There is a saying that knowledge is power, and when it comes to information about the dangers that surround us each and every day no truer statement has ever been uttered. That is why I am pleased to announce state senate approval of Brittany’s Law.

Brittany’s Law is named for 12 year old Brittany Passalacqua. In 2009, in Geneva, New York, Brittany and her mother Helen Buchel were murdered in their home by Helen’s boyfriend. It was later learned that the murderer was a violent convicted felon, John Edward Brown, who had been released from prison after serving 2 ½ years of a three year sentence for assaulting his infant daughter. Neither Brittany nor Helen knew of their killer’s violent criminal background, if they had, they would have never associated with him, and they would still be alive today.

The goal of Brittany’s Law is to make sure individuals who have been convicted of a violent felony can’t slip unsuspectingly into a family’s home. Instead, such criminals will be required to register with a statewide violent felony offender registry through the New York State Department of Criminal Justice Services.

The violent felony offender registry would be similar to the New York State Sex Offender Registry. Offenders would be required to register once released from prison and must re-register annually. Information about the offenders would be compiled in the database and available to the general public and police agencies. Several other states have already established a violent felony offender registry.

Alerting individuals to a violent criminal’s past is a crucial crime prevention step because many become repeat offenders. A recent study by the University of Wyoming found that individuals under the age of 25 who commit violent crimes have the highest rate of recidivism. The Urban Institute Justice Policy Center based in Washington, DC conducted a study published in 2003 that found nationwide 53% of arrested males and 39% of arrested females are re-incarcerated.

While there some learn from their mistakes and make life corrections, it is clear that many others continue along the same path of violence. In some of these cases, the offender even turns to a higher degree of violence, as was the case with Brittany’s murderer. This further illustrates the need for a violent felony offender registry.

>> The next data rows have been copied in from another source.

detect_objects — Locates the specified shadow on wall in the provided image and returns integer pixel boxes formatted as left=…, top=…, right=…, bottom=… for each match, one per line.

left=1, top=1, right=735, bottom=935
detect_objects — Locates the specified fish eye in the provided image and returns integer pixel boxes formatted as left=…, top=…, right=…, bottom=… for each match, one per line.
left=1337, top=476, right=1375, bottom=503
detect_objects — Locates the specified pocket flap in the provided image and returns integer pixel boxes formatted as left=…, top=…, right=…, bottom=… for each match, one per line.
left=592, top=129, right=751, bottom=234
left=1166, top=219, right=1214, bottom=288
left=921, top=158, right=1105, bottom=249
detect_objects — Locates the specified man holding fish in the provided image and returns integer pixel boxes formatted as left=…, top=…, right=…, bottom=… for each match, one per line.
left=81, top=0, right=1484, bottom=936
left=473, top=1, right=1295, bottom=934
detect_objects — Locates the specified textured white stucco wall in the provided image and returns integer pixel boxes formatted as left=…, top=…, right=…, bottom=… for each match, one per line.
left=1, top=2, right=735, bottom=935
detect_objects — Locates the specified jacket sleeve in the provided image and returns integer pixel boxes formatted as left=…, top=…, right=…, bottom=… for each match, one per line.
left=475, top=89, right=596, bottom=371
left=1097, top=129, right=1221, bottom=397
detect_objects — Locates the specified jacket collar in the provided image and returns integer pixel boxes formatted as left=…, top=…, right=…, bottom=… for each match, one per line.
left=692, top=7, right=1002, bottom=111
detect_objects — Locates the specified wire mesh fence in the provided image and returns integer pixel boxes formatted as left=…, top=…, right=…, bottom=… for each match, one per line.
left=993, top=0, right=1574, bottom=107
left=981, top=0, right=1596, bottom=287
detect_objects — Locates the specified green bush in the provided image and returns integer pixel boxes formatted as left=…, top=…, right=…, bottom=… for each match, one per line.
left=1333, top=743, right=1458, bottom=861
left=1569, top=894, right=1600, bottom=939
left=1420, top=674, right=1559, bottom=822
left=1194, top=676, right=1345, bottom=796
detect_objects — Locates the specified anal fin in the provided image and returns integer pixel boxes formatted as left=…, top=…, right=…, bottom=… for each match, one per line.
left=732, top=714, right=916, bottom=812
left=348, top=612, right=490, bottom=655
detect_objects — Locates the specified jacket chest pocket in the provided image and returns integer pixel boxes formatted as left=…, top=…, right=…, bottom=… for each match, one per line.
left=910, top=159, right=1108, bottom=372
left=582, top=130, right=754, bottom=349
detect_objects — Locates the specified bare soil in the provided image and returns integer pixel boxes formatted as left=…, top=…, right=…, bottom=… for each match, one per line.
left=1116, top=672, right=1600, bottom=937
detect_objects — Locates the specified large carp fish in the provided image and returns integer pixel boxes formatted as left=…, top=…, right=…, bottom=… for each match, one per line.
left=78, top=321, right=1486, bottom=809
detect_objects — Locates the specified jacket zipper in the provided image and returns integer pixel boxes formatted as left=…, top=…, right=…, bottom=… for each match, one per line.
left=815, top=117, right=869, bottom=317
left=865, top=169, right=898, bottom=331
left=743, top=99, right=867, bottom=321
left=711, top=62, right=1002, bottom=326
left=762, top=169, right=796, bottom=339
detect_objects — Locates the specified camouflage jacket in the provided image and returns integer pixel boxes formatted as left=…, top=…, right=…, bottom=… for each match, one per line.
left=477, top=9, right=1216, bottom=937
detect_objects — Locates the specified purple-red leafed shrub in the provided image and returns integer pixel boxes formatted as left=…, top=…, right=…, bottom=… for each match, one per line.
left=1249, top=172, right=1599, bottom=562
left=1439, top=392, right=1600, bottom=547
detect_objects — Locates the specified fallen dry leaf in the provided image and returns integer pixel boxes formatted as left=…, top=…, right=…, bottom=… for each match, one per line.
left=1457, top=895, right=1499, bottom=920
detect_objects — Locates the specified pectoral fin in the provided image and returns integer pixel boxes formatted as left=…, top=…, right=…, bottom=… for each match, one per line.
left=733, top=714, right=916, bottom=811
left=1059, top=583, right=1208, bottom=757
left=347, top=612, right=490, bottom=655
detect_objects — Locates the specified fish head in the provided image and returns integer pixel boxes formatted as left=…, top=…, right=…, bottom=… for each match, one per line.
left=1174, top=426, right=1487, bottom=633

Now, you may be thinking that you have heard about this bill before – and you would be right. The senate has approved this measure with overwhelming bipartisan support on multiple occasions, yet the state assembly has failed to even consider the measure for a vote. A companion bill has been introduced in the assembly, and I am hopeful that this is the year this measure passes both houses and is sent to the governor.

This is not the first time I have sought stronger laws to protect individuals from violent criminals. In the past I have supported numerous measures to update laws and close loopholes to allow detection and prosecution of sexual offenders, child predators, and the like. As I mentioned, the new registry would be patterned after the New York State Sex Offender Registry, created under Megan’s Law. The landmark legislation has empowered parents and concerned members of the community with the information needed to protect their families from dangerous sexual predators.

I have also fought for, and won approval, of laws to protect our elderly from violent criminals. Thanks to legislation I co-sponsored, New York now has tough penalties to punish anyone who attacks a senior citizen. The law, established in 2008, elevates the assault of a person sixty-five years of age or older when the perpetrator is more than ten years younger than the victim to assault in the second degree, a class D violent felony punishable by up to seven years in prison.

These laws provide important crime-fighting tools, act as deterrents and help make our state safer. I am proud to support them.